Tidak hanya anak-anak milenial yang akan menjadi estafet penerus pembangunan, melainkan para orang tua juga harus didorong agar turut memiliki kemampuan literasi yang setara dengan generasi penerus.

"Orang tua kalau bisa malah mempunyai kemampuan multi literasi," saran Kepala Perpusnas.

Demi memudahkan, literasi perlu dibingkai menjadi Gerakan Literasi Nasional. Gerakan yang tidak bergerak secara parsial melainkan kolaboratif. Pelibatan publik benar-benar di aktifkan karena tanpa kesadaran kolektif, upaya peningkatan daya saing hanya sekedar macan kertas.

Industri 4.0 yang sarat dengan artificial intellegence dan big data memerlukan trilogi kecakapan, antara lain pertama karakter, yakni kemampuan beradaptasi pada perubahan yang dinamis.

Kedua, kompetensi yang bisa diperoleh manusia lewat pengalaman dalam memecahkan masalah. Dan ketiga literasi, yakni kemampuan berpikir kritis yang ditopang kemampuan baca tulis.

"Literasi merupakan episentrum untuk kemajuan budaya. Dan itu ada di perpustakaan," Kadis Perpustakaan dan Kearsipan Jawa Timur Supratomo.

"Gerakan literasi nasional dapat adalah pondasi awal jika dilaksanakan dengan baik. Gerakan literasi merupakan praktek sosial dengan berbagai konteks," tambah Kepala Dinas Perpustakaan Kab. Sumenep.

Di Kab. Sumenep, yang banyak terjadi adalah kurang sarana atau infrastruktur perpustakaan, bukan persoalan minat baca yang rendah.

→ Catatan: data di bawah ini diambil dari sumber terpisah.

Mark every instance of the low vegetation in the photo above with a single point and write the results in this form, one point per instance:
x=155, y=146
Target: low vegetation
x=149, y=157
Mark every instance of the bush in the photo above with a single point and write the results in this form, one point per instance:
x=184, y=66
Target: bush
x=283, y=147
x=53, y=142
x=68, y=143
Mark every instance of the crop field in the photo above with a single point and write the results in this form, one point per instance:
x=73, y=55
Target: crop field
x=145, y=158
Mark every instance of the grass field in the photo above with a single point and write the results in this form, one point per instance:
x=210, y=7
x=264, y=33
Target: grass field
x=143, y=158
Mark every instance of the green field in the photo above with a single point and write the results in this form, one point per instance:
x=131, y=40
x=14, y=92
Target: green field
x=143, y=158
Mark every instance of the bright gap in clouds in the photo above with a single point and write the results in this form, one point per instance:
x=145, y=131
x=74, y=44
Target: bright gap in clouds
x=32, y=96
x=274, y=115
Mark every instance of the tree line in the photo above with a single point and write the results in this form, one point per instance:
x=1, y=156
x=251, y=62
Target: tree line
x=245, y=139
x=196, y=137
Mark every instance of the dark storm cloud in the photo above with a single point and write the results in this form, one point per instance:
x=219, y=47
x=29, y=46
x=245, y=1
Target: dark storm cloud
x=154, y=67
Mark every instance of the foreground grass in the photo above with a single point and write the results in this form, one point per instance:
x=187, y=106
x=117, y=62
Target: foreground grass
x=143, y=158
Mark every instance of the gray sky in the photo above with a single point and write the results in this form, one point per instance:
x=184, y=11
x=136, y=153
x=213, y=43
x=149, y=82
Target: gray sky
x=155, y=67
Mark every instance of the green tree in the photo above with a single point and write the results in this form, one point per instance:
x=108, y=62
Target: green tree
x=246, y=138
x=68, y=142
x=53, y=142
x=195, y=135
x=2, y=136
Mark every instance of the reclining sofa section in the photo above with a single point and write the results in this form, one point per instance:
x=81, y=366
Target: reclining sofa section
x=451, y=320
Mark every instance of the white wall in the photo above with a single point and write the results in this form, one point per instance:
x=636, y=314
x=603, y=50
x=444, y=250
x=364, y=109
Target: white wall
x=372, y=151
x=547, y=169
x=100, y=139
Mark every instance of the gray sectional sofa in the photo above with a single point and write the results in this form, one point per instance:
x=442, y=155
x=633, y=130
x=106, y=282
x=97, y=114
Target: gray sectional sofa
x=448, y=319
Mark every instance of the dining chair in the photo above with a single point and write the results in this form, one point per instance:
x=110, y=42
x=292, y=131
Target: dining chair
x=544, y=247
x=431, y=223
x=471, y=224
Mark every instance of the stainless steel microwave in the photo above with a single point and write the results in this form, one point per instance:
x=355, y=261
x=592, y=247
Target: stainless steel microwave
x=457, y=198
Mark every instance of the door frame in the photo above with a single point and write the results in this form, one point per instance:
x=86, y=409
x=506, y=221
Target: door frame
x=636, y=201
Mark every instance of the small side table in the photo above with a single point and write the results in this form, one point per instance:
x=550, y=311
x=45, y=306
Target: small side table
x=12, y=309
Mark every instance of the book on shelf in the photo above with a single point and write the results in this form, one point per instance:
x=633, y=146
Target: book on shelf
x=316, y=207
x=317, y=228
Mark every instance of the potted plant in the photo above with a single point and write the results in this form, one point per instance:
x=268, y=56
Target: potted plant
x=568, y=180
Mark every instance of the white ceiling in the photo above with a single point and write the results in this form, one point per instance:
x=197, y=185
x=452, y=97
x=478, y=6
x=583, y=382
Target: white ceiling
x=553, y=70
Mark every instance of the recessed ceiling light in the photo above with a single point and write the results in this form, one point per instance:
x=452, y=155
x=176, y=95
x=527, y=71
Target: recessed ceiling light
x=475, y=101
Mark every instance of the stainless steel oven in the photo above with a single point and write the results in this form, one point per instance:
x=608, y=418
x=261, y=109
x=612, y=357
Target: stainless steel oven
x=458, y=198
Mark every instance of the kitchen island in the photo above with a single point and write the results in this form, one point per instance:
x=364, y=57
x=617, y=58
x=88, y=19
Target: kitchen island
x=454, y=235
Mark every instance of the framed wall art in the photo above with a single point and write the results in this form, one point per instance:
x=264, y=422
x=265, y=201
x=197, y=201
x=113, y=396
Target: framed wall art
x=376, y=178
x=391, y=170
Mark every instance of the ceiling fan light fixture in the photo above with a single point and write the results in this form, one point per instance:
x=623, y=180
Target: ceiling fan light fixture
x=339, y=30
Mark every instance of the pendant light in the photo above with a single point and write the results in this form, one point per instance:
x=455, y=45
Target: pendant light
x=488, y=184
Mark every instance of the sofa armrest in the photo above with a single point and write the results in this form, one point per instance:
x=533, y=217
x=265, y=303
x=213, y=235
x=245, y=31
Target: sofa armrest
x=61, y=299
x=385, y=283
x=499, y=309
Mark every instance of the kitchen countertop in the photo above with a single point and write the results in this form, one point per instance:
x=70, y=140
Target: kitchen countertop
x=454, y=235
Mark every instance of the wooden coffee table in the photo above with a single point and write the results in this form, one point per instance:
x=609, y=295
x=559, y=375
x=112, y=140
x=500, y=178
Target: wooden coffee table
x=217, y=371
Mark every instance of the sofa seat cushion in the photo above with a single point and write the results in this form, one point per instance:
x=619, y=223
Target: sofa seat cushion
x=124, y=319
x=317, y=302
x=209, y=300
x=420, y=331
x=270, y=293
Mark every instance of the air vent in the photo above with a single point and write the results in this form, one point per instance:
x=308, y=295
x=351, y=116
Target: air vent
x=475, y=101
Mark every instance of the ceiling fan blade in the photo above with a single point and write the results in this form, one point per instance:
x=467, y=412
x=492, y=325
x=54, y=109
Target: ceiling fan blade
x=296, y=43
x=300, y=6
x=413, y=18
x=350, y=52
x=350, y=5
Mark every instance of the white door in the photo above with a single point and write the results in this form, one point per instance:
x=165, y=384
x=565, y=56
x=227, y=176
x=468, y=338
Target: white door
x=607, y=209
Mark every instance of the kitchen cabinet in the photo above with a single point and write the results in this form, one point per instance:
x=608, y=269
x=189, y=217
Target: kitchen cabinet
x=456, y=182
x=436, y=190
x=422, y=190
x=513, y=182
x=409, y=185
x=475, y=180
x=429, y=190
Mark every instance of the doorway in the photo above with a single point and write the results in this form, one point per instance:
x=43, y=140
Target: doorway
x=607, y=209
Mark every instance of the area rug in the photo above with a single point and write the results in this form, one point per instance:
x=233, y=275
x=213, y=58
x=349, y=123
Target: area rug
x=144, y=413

Oleh karena itu, Dinas Perpustakaan dan Kearsipan menggelorakan semangat membangun perpustakaan desa melalui penggunaan dana desa (APB Desa). Kab. Sumenep saat ini tercatat memiliki 330 desa/kelurahan namun hanya dibekali armada perpustakaan keliling tiga unit saja.

Di akhir sosialisasi, budayawan Madura Zawawi Imron menekankan bahwa esensi dari perpustakaan bukan hanya fisik buku melainkan makna yang terkandung dalam buku. Tatanan nilai Indonesia harus dijaga, jangan dirusak. Maka, penting literasi yang berkemajuan, berkebudayaan, dan bertakwa kepada Tuhan.